Investigating Vision Transformer-Based Models for Closure Modeling of Fluid Dynamical Systems

Project Report for 6.s898 Deep Learning (Fall 2023)

Motivation and Background

Over the past decade, deep learning models have increasingly been used for modeling time series data for fluid dynamical systems. One of the most recent applications is in forecasting weather with deep learning models being developed by tech giants including NVIDIA and Google with reasonable prediction accuracy compared to conventional numerical weather prediction. While these models completely replace traditional numerical weather models with deep neural networks (i.e., “surrogate modeling”), in general, deep neural models can also be used to augment existing numerical solvers and methods .

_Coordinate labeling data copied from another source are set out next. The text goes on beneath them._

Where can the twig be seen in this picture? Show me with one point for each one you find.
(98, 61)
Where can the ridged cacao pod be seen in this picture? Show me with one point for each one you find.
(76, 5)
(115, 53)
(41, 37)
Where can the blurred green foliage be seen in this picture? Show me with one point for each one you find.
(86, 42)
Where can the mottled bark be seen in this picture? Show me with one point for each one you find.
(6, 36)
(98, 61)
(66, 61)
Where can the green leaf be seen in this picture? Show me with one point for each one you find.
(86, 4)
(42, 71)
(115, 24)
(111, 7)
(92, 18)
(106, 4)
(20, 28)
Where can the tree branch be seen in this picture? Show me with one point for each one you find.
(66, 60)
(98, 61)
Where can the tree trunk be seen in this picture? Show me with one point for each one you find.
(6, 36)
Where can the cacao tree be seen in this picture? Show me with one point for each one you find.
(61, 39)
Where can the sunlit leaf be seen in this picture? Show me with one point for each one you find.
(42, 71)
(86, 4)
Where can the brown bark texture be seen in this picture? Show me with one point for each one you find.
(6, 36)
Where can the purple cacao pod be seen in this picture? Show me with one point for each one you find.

Training deep neural models to completely replace numerical solvers requires a lot of data, which might not be available due to constraints with sensor and satellite usage associated with collecting ocean and weather data. Additionally, these surrogate models are completely data-driven and could lead to non-physical predictions (lack of volume preservation, and non-conservation of physical laws) if these needs are not explicitly attended to during training . A huge advantage of these models is their very low computational cost during inference compared to using numerical solvers . Another approach is to use closure models that augment low fidelity (low resolution) numerical simulations with a neural network (i.e., a closure term) to predict high fidelity (high resolution) forecasts . This approach could lead to some conservation of physical laws since it builds upon conventional numerical solvers that obey physical equations like PDEs, with a lower computational cost compared to directly running high-fidelity numerical simulations.

In closure modeling, we are interested in solving the following problem: Here, we describe the case of closure modeling with loss of accuracy due to low numerical resolution which leads to loss of sub-grid scale processes, and sometimes even truncation and discretization errors. But there could also be closure due to missing or unknown physics, incorrect parameters, etc. .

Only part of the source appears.